Do Won Kim
I am a Ph.D. candidate in Information at the University of Maryland,
advised by Giovanni Luca Ciampaglia
and Cody Buntain.
I am also a student affiliate at TRAILS
(The Institute for Trustworthy AI in Law and Society).
My work lies in the intersection of Computational Social Science and human-AI interaction.
Specifically, I study how AI-driven information systems, such as platform algorithms and AI chatbots, mediate access to political information and influence how people learn about politics, discuss political issues, and engage with others online.
Using computational and experimental methods, I examine how these systems can be designed or intervened upon to better support democratic processes.
My dissertation includes three intervention studies on how AI systems that people use every day (such as social media feeds and chatbots) affect how they get political information and participate in democracy.
Dissertation Projects (click to expand)
Study 1 uses a digital field experiment on X (formerly Twitter) to test an intervention that targets the information diets of vulnerable groups. Can reducing exposure to untrustworthy sources change the beliefs and behavior of people who seek out such content? To answer this research question, we randomly reduced exposure to untrustworthy sources by muting a subset among X users who engage with them. Our results indicate that the muting intervention produces lasting reductions in engagement with targeted untrustworthy sources, with no evidence of substitution toward other unmuted untrustworthy or trustworthy sources. These effects persist even when participants had the option to reverse the intervention (i.e., unmute), implying that a one-time, opt-in change to the information environment can produce durable changes in engagement behaviors without continued incentives or enforcement. By contrast, a media literacy intervention briefly improved discernment (unlike muting) but had no effect on online engagement. These findings suggest that structural changes that limit exposure to low-quality sources may be more effective at changing behavior than cognitive interventions.
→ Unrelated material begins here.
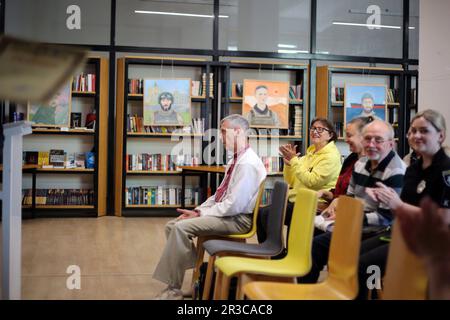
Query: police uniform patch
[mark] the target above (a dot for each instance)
(446, 176)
Study 2 examines how structured political converstaions with AI chatbots could reduce political polarization. AI-driven information systems like platform algorithms often reinforce the belief that people in one's own political group mostly think alike, while the other side is extreme and fundamentally different, fueling political poalrization. Can exposure to unexpected agreement with outgroup partisans or disagreement with ingroup partisans during political conversations change these perceptions? To answer this question, we embed large language models (LLMs) into a survey experiment that lets recruited partisans engage in brief political conversations with AI chatbots, using a 2×2 design that varies agreement (agree vs. disagree) and partisan membership (ingroup vs. outgroup). We found that disagreement with someone from one’s own political group and agreement with someone from the opposing group reduced political polarization. Importantly, these effects do not arise because participants are persuaded by the AI chatbots or change their own political views. Instead, participants come to see their own political group as more internally diverse and the opposing group as less extreme than they previously assumed. These findings suggest that AI chatbots can help reduce political polarization by reshaping how people perceive partisan boundaries.
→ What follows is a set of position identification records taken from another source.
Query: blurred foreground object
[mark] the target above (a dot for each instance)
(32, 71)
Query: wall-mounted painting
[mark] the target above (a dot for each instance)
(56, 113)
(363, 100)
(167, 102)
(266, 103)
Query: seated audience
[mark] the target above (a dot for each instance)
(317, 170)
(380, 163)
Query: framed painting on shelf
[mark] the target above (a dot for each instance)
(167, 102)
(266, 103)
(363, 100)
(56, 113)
Study 3 (planned) examines whether a civic-oriented AI chatbot can help restore trust in elections by improving how voters access and understand official election information. Free and fair elections depend not only on institutional integrity, but also on whether citizens can easily find accurate information about how elections work and trust that their votes are counted as intended. Yet during elections, voters often face information overload, confusion about procedures, and difficulty identifying reliable sources—especially at the state and local level. To address this challenge, I will test the effects of talking with an AI-powered election information chatbot grounded exclusively in official local election sources. To evaluate its impact, I plan to conduct a three-arm RCT during the November 2026 U.S. midterm elections with residents of Montgomery County, Maryland. We will test whether access to the chatbot improves voters’ understanding of election procedures, reduces false beliefs about elections, increases trust in election officials and democratic institutions, and encourages civic engagement.
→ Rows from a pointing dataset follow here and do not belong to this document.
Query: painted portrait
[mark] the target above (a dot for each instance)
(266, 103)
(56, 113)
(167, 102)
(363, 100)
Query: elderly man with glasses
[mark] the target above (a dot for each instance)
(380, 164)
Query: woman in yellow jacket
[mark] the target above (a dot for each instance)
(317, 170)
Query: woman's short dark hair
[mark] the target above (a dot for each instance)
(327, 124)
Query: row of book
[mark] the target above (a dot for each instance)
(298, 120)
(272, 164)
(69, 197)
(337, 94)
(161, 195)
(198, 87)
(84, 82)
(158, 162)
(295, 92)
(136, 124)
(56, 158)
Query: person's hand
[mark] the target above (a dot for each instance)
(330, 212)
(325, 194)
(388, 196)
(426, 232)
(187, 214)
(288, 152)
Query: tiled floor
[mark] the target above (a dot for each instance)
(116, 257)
Beyond my dissertation, I also work on related projects that use AI-based interventions to study a range of other civic outcomes, including attitudes toward immigrants and how people learn and understand politics. I also work on algorithm-focused projects that examine how recommendation systems can be designed to promote more constructive online interactions, including work from the Prosocial Ranking Challenge and research on using LLMs to better align news feed recommendations with stated values of users.